1. Você estudou e tem trabalhado com a questão de sustentabilidade e o meio ambiente. Pode nos falar um pouco a respeito desses temas?
Meio ambiente é um tema basilar. Toda a vida do planeta depende de seu equilíbrio. A economia, da mesma forma, só se sustenta a partir dos recursos naturais e de como são utilizados. Sustentabilidade, portanto, foi o conceito que integrou as considerações aos aspectos ambientais, sociais e econômicos, revelando de forma mais sistêmica esta inter-relação e, sobretudo, colocando o meio ambiente como eixo estratégico do desenvolvimento, para além de seu valor intrínseco.

2. Quando se fala em sustentabilidade, pensa-se no tripé social, ambiental e econômico. Como você definiria esses princípios? Qual deles merece maior atenção, ou todos são interligados e afetam nossa qualidade de vida integralmente?
Exatamente, sustentabilidade é o conceito que revela as interligações entre os três pilares – social, ambiental e econômico e, portanto, são princípios interdependentes e insuficientes se tomados individualmente. Talvez, o ambiental seja realmente o único que escapa a isso. A natureza não depende da economia ou da sociedade para subsistir, mas, por outro lado, é impactada por ambos. Por isso, sustentabilidade é um conceito antrópico, ou seja, é uma noção que tem como referencial a presença humana no planeta.

3. Questões relacionadas à sustentabilidade, preservação do meio ambiente e consumo consciente são discutidas nas escolas e universidades?
Há entre as Diretrizes Curriculares Nacionais estabelecidas pelo Conselho Nacional de Educação, que são normas obrigatórias, as específicas para Educação Ambiental que devem ser observadas pelos sistemas de ensino e suas instituições de Educação Básica e de Educação Superior a partir da Política Nacional de Educação Ambiental. Estas contemplam todos os temas citados na pergunta. Não sou especialista na área então é mais difícil avaliar a implementação, mas em termos de marco institucional o Brasil está bem posicionado.

4. Quando se fala em preservação do meio ambiente, pensa-se também nos modelos de descarte que causam tantos danos ao meio ambiente. Existe alguma política de incentivo ao descarte consciente?
Mais uma vez, o Brasil tem um marco legal bastante consistente para o incentivo ao descarte consciente que é a Política Nacional de Resíduos Sólidos de 2010, que é inclusive uma referência internacionalmente. Na verdade, mais que um incentivo ela é um desincentivo ao descarte inconsciente por meio do estabelecimento da responsabilidade compartilhada pelo ciclo de vida dos produtos e a logística reversa. Isso significa que a PNRS obriga as empresas a aceitarem o retorno de seus produtos descartados, além de as responsabilizar pelo destino ambientalmente adequado destes. A inovação fica sobretudo na inclusão de catadoras e catadores de materiais recicláveis e reutilizáveis tanto na logística reversa como na coleta seletiva, algo essencial para um país com nosso contexto social.

5. Você acha que os modelos de descarte atuais serão substituídos por novos modelos no pós-pandemia?

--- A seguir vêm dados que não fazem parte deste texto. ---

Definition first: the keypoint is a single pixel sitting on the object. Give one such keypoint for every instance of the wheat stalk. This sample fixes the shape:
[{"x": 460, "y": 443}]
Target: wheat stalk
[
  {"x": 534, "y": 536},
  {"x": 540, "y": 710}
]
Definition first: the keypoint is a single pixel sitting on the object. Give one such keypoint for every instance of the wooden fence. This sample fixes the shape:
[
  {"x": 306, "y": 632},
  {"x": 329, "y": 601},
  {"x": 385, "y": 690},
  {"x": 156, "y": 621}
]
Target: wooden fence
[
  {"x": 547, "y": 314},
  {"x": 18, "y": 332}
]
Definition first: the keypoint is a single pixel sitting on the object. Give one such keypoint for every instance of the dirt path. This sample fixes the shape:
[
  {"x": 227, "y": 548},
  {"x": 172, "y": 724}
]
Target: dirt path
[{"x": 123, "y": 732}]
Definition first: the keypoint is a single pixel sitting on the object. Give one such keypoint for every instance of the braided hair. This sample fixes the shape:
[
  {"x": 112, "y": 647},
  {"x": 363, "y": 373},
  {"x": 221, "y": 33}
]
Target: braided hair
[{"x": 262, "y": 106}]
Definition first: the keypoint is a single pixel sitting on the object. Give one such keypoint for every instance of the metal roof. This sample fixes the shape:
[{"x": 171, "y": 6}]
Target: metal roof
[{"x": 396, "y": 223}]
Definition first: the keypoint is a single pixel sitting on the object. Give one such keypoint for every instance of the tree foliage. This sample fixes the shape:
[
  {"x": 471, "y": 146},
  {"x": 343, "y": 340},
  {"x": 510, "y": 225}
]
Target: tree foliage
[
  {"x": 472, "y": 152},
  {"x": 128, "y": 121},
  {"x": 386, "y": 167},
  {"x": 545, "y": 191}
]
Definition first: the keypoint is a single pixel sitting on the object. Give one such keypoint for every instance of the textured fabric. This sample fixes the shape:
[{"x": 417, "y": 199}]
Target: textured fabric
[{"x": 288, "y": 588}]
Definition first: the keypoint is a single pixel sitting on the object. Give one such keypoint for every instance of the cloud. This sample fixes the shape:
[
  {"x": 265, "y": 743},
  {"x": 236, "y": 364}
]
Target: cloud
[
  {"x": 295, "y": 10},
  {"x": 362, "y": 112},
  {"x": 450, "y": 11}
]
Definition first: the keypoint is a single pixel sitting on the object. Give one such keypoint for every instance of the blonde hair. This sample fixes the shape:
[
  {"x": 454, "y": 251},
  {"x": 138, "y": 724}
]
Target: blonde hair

O que fazer, por exemplo, para incentivar as pessoas a descartar de forma consciente as máscaras antivírus?
Sempre é preciso se repensar e certamente a pandemia deu destaque a certas fragilidades da implementação da PNRS. Grande parte dos hospitais brasileiros ainda não praticam efetivamente a separação e adequada destinação de seus resíduos e, na pandemia, este problema é agravado tanto pela maior quantidade de resíduos de serviços de saúde gerados como por uma maior quantidade de geradores, uma vez que a população também começa a produzir este tipo de resíduo em escala. Falta ainda muita circulação da informação, então talvez este seja o primeiro passo: uma campanha de conscientização séria que jogue luz nesta questão.

6. Na sua opinião, o mundo está mais consciente das necessidades de preservação do meio ambiente e dos recursos naturais para que gerações futuras possam deles usufruir?
Acredito que tenhamos passado do ponto em que estas necessidades de preservação eram uma questão de consciência e chegamos a um patamar de sobrevivência. Também não se trata apenas das gerações futuras, já estamos sofrendo as consequências do desequilíbrio ambiental provocado pela ação humana e do esgotamento dos recursos naturais desde já. A própria pandemia é resultado de relações danosas entre o ser humano e o meio ambiente e os conflitos por fontes de água, por exemplo, são uma realidade.

7. Quais as ações que mais comprometem e degradam o meio ambiente?
Nosso modelo produtivo e de consumo como um todo é baseado em uma relação predatória com o meio ambiente: retiramos mais do que necessitamos, sem respeitar os ciclos naturais de reposição e, além disso, quando descartamos os resíduos e rejeitos não cumprimos com os padrões adequados estabelecidos. Já temos conhecimento suficiente para evitar grande parte dos problemas, mas ainda não conseguimos integrá-lo nas nossas práticas efetiva e definitivamente.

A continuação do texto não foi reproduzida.